日本三大祭の一つ。毎年7月1日から31日までの1カ月間、京都市内の中心部や八坂神社(東山区)で行われる。クライマックスの山鉾巡行と神幸祭(いずれも17日)をはじめ、多彩な祭事が繰り広げられる。
14日の宵々々山(よいよいよいやま)、15日の宵々山(よいよいやま)、16日の宵山(よいやま)は、四条通のうち、四条河原町から四条烏丸までは、夕方(18時)以降歩行者天国となり、通りの両側にぎっしりと多種多様な夜店・露店・屋台がにぎわう。中にはカメすくいやチヂミロールなど、ユニークな商品を取り扱う店もある。これらの出店は比較的若い層をターゲットとしており、デートスポットとして訪れる人も多い。浴衣を着て来る人もいる。

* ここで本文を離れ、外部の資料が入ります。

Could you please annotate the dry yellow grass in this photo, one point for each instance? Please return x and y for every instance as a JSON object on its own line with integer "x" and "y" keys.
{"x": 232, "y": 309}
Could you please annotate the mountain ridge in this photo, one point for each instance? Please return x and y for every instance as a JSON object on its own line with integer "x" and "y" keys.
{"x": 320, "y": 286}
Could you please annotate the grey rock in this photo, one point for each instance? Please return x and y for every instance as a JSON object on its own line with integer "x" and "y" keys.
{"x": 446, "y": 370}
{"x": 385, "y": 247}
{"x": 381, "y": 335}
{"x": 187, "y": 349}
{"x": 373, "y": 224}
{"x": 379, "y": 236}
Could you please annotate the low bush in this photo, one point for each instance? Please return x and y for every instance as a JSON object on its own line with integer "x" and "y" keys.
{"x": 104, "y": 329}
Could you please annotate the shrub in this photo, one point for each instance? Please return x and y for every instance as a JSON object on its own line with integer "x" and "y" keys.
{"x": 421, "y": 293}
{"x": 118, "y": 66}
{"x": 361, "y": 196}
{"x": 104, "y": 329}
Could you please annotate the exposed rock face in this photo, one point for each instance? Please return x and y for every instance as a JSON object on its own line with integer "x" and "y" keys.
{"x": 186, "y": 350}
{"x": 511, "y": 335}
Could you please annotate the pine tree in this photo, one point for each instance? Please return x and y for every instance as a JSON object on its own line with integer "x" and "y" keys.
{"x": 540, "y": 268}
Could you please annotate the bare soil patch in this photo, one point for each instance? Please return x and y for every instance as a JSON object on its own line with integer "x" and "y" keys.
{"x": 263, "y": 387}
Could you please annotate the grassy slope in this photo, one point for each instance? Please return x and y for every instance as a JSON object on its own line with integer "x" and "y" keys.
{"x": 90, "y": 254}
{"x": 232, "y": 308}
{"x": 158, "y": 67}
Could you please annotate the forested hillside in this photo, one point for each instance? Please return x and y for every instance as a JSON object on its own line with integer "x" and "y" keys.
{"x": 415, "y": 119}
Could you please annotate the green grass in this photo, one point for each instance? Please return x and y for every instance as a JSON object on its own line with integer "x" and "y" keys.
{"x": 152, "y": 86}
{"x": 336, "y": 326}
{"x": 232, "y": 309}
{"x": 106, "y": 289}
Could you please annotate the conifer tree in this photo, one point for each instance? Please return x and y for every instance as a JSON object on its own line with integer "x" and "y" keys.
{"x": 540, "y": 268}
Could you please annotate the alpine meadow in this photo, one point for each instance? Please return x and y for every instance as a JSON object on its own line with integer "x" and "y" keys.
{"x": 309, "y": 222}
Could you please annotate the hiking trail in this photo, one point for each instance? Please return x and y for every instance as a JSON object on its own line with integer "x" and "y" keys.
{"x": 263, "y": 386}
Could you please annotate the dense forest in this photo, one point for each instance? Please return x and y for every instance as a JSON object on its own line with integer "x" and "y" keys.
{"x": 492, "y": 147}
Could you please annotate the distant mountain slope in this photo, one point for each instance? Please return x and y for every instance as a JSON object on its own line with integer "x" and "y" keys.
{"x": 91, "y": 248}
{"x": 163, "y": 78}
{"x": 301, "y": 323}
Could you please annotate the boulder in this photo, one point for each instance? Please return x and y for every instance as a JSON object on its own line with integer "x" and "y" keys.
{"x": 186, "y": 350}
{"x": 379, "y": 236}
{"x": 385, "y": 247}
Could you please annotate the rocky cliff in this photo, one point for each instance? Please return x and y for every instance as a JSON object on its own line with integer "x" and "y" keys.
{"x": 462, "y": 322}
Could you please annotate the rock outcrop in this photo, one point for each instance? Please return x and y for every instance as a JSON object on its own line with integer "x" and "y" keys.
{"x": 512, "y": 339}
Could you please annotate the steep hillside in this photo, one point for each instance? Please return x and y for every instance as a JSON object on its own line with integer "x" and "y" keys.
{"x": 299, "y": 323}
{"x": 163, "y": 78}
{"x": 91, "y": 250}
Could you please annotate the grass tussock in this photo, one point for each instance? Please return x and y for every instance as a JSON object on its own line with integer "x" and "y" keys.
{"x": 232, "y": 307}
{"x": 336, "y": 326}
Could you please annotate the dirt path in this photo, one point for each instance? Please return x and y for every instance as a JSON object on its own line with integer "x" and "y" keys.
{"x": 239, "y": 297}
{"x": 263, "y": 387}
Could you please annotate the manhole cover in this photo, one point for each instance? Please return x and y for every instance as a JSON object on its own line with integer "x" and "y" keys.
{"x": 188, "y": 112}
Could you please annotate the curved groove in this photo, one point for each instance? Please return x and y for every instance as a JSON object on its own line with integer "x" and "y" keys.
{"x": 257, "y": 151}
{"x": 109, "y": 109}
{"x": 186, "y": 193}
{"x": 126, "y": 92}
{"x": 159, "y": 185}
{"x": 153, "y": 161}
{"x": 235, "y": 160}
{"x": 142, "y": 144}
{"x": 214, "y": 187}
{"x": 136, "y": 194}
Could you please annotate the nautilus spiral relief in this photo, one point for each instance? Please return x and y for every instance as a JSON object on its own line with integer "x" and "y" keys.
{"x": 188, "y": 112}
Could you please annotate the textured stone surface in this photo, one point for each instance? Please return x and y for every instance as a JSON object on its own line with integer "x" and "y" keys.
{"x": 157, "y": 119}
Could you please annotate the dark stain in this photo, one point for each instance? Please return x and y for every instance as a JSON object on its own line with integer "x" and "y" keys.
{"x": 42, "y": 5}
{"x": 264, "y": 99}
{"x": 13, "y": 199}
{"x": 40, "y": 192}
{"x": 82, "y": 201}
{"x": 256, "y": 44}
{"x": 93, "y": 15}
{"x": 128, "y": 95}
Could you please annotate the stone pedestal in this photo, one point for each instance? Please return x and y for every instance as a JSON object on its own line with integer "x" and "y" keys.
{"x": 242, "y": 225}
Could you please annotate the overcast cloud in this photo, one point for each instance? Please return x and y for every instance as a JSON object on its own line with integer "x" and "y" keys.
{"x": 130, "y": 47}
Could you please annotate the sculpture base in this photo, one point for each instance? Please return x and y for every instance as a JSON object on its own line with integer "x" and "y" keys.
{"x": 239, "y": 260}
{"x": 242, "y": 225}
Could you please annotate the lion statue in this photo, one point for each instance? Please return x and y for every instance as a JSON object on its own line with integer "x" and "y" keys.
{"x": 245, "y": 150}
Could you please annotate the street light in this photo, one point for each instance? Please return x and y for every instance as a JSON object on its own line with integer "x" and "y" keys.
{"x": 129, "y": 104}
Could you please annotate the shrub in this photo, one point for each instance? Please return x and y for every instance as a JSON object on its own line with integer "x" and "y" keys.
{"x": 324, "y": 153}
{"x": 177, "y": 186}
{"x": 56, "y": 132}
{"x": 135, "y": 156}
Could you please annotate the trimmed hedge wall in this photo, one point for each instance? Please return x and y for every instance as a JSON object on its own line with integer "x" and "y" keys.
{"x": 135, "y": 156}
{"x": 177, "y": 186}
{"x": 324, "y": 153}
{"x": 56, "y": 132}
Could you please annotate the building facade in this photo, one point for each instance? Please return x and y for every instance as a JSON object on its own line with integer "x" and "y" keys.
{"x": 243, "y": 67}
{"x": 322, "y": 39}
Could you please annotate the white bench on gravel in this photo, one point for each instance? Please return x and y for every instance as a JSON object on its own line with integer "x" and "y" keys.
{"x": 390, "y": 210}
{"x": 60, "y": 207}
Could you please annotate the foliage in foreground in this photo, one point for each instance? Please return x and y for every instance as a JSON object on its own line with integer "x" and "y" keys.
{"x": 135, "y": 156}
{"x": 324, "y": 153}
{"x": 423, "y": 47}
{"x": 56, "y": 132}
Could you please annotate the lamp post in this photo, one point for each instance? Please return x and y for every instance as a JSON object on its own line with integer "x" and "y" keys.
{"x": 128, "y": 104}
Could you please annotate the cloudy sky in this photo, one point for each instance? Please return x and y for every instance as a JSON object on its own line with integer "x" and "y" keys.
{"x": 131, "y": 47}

山鉾巡行(やまぼこじゅんぎょう)とは、17日の夕刻に、八坂神社での神幸祭に先だって中京・下京の町衆が各町に伝わる山や鉾を曳行する行事。メインは唯一生身の稚児(ちご)が乗る長刀鉾(なぎなたぼこ)で、観光客はこの鉾を一目見ようと殺到する。
また、祇園祭には多くの稚児(ちご:10歳前後の少年)も参加する。稚児には長刀鉾の稚児、綾傘鉾の稚児、四条傘鉾の稚児、久世駒形稚児、馬長稚児など様々あるが一番注目されているのが、出発を告げる「しめ縄切り」をする長刀稚児で、毎年メディアなどで大々的に発表される。補佐役の禿(かむろ)としても毎年2人の少年が選出される。
なお、祇園祭のスケジュールは毎年同じである。(詳細は後述)
平安時代の前期、869(貞観11)年に京で疫病が流行した。その際、広大な庭園だった神泉苑(中京区)に、当時の国の数にちなんで66本の鉾を立て、祇園の神(スサノオノミコトら)を迎えて災厄が取り除かれるよう祈ったことが始まりとされる。
各山鉾では、病気除けとされるちまきや、学問成就や立身出世などのお守り(護符)を手に入れることもできる。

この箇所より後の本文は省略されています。